The simplest (technologically speaking) GPS jammer could be any powerful transmitter in the 2.4GHz region. A slightly modified microwave oven would work perfectly. An unmodified microwave oven is already a significant source of interference to 2.4Ghz Bluetooth and WiFi communications while in use.
When handling jammer, is it troubled by no information? Whether it is because you do not know how much power left and do not know when to charge? It does not matter, there has been a display with a liquid crystal display jammers, the above will show the interference of the band, power and other information.
Whilst evading such jamming is easily possible and having an autopilot likewise, are they currently built into the available drones in a way that can not be overridden by a jamming system who’s manufacture has shall we say a not publicly known arrangement with the drone manufacturer?
This can be done with the kind of Wi-Fi RF cell phone jammer that is sold to military and government groups. These Wi-Fi jammers will stop most, if not all, hobbyist, commercial and unsophisticated terrorist drones and cause them to return to where they launched with very little chance of doing much more than interfering with people’s Wi-Fi connection in the very near vicinity.

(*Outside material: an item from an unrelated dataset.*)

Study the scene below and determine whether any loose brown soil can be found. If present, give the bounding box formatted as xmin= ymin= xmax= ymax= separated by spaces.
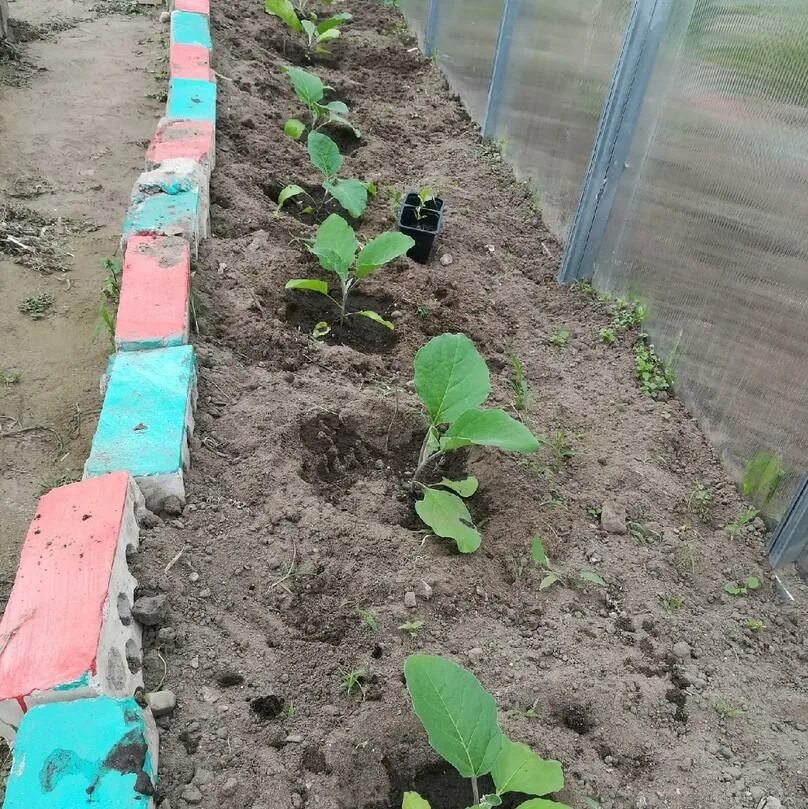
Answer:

Simply pushing lots of CW power into the ether is the most inefficient method of jamming and rarely used because of this. More efficient is a tailored jamming system that is modulated in a way that causes problems in the demodulator of the receiver being jammed, usually by using a high peek pulse power at a critical frequency to the receiver demodulation. Even more efficient is to mess with the stages beyond the receiver such as sending valid modulation that mucks up the computer data processing.